Ex-slave Bob Lemmons, Carrizo Springs, Texas, c. 1936. Photographed by Dorothea Lange. Source: http://www.loc.gov/pictures/item/fsa1998021797/PP/
Probably the most famous source on slavery from the slaves’ viewpoint is the WPA Slave Narratives, compiled by the Federal Writers’ Project of the Works Progress Administration from 1936 to 1938 as part of Franklin Roosevelt’s New Deal programs to provide relief during the Great Depression. Folklorists working for the WPA interviewed surviving ex-slaves across the southern United States, assembling a collection of over 2,000 narratives (now available online). Although the narratives are problematic because they occurred in Jim Crow South, which made some former slaves less than candid with their often white interviewers, and the advanced old age of the persons’ interviewed (most were in their 80s or 90s), which left their memories sometimes hazy, and the fact the narratives were rarely a verbatim account of ex-slaves’ comments (but usually instead a filtered summary produced by the folklorist), the WPA Slave Narratives still are a powerful window into slaves’ experiences with and their perception of the peculiar institution.

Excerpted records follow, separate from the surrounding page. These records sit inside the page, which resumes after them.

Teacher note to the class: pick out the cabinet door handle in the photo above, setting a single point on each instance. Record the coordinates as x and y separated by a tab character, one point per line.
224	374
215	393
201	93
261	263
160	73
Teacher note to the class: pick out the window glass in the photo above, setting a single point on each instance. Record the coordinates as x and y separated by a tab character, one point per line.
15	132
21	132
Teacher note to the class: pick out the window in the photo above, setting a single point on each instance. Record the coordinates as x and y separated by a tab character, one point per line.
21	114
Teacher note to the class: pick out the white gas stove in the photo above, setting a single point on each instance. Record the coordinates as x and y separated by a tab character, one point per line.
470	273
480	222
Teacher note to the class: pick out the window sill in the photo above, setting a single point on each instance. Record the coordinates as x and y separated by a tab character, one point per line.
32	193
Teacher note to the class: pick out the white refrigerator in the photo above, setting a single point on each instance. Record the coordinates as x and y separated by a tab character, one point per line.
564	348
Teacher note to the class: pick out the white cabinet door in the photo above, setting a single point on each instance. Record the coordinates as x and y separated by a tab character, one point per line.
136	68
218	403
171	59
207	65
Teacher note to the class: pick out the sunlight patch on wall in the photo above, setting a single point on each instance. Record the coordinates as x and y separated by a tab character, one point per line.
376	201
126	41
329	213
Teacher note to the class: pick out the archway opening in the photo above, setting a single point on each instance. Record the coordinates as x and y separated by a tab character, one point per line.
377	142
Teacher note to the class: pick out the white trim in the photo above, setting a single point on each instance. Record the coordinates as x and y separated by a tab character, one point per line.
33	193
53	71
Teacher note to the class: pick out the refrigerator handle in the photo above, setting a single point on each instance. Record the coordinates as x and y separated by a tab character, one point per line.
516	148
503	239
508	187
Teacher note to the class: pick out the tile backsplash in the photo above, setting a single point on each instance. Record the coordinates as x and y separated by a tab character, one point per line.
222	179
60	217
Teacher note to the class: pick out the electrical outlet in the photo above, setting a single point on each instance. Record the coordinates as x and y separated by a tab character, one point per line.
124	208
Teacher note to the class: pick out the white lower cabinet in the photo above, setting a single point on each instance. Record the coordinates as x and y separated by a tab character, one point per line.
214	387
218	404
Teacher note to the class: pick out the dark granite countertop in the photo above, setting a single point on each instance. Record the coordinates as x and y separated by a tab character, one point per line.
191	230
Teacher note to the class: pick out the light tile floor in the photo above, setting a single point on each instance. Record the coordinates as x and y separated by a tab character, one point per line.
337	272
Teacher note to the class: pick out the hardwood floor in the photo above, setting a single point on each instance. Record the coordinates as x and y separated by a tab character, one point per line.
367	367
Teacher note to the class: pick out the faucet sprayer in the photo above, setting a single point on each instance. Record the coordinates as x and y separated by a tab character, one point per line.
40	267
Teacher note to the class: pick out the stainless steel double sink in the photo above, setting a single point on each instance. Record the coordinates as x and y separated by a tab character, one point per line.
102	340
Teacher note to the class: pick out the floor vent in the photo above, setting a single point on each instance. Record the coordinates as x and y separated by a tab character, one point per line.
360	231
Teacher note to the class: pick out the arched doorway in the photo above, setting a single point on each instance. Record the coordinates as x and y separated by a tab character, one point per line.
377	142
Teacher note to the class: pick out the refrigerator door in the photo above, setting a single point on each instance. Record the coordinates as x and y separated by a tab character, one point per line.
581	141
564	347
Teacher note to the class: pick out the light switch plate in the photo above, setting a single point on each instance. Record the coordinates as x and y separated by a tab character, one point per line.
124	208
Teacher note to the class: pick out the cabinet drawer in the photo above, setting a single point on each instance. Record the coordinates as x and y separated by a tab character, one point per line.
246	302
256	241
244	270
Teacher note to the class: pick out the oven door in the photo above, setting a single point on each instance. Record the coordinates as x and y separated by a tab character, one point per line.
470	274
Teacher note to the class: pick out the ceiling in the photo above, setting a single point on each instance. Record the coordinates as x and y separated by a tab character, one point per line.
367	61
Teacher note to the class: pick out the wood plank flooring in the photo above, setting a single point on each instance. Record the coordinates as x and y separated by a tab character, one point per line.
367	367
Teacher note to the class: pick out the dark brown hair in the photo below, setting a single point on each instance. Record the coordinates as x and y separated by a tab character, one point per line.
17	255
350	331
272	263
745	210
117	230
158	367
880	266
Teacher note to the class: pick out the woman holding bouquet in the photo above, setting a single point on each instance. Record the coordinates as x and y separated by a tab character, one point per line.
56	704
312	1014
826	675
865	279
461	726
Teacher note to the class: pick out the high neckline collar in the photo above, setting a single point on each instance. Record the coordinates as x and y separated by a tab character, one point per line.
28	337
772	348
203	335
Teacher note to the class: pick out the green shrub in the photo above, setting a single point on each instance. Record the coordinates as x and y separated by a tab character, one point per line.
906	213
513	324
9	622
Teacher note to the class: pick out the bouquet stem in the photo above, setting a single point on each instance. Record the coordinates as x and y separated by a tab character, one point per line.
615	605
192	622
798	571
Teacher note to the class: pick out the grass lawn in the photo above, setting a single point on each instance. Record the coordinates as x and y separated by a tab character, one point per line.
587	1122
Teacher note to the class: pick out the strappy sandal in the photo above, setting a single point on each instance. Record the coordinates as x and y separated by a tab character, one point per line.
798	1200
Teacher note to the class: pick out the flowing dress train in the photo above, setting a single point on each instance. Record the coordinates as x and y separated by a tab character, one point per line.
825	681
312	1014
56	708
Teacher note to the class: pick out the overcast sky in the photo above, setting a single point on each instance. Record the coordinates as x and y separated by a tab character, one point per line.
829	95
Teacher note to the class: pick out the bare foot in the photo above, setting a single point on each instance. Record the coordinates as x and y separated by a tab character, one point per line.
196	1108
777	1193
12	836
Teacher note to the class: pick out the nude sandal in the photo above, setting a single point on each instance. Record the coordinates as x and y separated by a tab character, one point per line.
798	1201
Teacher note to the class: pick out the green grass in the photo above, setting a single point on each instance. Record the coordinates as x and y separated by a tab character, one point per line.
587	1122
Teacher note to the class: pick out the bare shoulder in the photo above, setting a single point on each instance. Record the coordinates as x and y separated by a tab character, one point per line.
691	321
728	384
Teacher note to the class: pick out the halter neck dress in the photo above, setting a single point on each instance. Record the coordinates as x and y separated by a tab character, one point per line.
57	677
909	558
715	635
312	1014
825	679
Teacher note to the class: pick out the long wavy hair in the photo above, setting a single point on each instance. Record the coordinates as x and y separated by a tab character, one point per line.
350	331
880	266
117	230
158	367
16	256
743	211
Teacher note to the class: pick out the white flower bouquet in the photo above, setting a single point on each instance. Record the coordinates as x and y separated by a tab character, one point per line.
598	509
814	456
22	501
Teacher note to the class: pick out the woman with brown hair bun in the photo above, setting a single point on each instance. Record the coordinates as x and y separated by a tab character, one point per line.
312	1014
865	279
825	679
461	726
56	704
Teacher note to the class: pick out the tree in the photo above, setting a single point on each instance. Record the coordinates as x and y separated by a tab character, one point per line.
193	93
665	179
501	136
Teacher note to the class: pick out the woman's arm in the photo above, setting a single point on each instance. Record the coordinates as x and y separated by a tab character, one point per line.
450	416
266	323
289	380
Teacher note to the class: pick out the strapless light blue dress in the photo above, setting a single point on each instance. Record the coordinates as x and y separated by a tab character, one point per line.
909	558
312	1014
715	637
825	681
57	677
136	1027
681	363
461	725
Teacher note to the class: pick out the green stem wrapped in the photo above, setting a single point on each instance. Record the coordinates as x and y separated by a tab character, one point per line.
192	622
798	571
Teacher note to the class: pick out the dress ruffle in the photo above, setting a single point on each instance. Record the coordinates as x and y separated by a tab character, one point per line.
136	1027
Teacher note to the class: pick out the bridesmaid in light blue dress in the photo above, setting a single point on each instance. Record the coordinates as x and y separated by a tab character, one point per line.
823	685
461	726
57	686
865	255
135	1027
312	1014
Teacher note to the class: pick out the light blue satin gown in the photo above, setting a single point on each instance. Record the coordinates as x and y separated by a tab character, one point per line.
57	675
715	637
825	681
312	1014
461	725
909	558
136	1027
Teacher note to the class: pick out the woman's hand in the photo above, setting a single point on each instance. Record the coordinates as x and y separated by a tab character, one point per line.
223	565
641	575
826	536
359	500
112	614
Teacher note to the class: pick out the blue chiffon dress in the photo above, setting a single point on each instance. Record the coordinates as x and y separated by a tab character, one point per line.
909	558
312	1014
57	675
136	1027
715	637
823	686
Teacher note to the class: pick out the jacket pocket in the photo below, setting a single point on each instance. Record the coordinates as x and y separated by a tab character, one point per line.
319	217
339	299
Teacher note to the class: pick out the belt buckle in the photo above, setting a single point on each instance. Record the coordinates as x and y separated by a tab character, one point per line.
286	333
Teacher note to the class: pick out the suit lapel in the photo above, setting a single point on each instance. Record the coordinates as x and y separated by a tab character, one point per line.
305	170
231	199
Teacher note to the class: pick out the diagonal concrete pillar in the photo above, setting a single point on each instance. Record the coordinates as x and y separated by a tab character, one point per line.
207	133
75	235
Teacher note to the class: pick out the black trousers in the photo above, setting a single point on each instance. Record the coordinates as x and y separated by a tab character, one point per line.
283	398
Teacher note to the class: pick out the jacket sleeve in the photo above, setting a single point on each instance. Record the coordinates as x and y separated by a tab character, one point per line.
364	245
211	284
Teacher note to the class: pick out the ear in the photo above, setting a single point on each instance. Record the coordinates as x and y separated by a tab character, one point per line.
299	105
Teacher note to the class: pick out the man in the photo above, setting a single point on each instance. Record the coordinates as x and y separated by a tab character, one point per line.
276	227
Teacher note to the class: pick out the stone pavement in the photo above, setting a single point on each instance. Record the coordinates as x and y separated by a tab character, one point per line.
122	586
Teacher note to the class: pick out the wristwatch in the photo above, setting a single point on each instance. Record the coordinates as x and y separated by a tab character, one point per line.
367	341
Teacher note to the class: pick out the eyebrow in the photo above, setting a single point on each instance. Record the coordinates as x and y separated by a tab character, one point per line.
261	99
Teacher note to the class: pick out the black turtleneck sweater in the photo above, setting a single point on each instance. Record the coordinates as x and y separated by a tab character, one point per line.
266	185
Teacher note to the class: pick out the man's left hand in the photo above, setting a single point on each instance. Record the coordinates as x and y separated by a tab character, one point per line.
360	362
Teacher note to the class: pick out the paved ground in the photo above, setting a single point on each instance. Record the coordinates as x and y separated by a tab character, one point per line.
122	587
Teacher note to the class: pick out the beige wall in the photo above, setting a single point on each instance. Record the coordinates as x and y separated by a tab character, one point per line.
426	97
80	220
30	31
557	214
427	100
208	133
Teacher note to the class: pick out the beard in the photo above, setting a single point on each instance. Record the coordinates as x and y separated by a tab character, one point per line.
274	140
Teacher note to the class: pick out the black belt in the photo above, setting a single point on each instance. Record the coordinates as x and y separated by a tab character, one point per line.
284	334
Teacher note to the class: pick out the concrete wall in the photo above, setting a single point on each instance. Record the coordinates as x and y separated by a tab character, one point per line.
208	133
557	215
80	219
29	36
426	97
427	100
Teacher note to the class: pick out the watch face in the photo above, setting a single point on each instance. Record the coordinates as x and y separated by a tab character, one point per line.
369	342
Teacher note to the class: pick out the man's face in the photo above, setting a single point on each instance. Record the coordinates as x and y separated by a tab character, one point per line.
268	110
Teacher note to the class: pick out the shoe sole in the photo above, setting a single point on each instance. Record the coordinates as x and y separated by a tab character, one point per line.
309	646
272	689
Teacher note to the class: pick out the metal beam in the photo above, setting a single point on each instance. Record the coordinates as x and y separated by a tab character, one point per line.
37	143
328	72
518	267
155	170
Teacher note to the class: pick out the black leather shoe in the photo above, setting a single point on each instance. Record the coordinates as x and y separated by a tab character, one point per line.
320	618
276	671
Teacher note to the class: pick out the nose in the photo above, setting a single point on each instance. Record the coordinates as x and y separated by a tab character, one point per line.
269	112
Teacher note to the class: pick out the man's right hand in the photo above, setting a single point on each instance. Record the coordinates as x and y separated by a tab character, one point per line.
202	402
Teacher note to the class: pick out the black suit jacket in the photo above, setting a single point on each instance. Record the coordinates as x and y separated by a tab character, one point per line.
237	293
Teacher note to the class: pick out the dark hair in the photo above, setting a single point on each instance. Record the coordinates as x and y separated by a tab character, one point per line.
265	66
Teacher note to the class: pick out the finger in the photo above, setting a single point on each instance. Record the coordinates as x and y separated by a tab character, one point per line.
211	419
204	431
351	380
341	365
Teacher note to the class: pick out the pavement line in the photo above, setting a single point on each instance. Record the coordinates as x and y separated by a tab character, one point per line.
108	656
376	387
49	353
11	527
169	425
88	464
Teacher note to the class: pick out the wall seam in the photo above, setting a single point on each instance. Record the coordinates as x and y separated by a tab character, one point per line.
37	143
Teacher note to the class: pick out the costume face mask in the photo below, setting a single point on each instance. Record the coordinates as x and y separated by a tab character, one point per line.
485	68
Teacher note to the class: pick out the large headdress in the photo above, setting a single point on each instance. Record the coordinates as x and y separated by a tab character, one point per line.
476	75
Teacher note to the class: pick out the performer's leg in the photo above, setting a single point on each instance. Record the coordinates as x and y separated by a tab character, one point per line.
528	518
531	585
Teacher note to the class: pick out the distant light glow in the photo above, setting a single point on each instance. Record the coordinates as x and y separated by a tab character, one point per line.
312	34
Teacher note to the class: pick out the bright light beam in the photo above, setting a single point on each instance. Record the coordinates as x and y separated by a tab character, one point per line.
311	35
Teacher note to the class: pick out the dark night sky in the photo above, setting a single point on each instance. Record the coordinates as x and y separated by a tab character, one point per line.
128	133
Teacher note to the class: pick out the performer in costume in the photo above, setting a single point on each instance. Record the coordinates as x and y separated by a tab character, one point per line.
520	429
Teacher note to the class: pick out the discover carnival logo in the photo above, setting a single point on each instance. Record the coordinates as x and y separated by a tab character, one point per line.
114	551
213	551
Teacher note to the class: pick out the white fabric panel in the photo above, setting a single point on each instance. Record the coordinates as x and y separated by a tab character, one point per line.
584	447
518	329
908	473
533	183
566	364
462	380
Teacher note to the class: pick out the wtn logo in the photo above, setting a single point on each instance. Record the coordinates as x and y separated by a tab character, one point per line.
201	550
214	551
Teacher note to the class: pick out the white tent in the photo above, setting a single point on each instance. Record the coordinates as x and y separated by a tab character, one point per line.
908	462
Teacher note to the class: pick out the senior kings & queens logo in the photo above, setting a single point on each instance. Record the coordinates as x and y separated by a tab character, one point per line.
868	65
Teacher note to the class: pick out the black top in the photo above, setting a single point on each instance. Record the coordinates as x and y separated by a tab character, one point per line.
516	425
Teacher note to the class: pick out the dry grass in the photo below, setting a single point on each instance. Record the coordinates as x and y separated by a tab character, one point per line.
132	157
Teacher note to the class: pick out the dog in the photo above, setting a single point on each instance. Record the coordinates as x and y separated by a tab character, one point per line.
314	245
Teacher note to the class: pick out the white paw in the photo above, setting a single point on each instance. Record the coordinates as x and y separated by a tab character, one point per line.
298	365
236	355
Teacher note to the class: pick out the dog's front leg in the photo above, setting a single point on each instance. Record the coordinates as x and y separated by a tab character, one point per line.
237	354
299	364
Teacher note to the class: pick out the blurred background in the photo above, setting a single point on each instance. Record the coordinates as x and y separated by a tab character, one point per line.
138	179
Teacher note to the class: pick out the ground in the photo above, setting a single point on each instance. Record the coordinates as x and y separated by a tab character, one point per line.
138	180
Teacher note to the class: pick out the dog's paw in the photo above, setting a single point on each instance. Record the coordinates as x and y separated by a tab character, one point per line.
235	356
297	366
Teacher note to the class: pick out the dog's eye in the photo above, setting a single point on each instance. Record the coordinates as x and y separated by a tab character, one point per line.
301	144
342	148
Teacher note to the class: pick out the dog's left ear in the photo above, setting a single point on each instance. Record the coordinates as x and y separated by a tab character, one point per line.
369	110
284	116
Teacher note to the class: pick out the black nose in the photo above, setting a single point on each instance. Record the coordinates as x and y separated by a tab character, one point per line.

This past Thursday, the Washington Post published a photo essay of portraits of ex-slaves interviewed by the Federal Writers’ Project in the 1930s. It is a moving collection of images of former bonds people in the twilight of their lives. Some of the government photographers that took these images became famous for their work. For example, the portrait above of Bob Lemmons was shot by Dorothea Lange, best known for another picture entitled “Migrant Mother.” This image and those featured in the Post article are now in the collections of the Library of Congress, and many of them can be viewed via their website.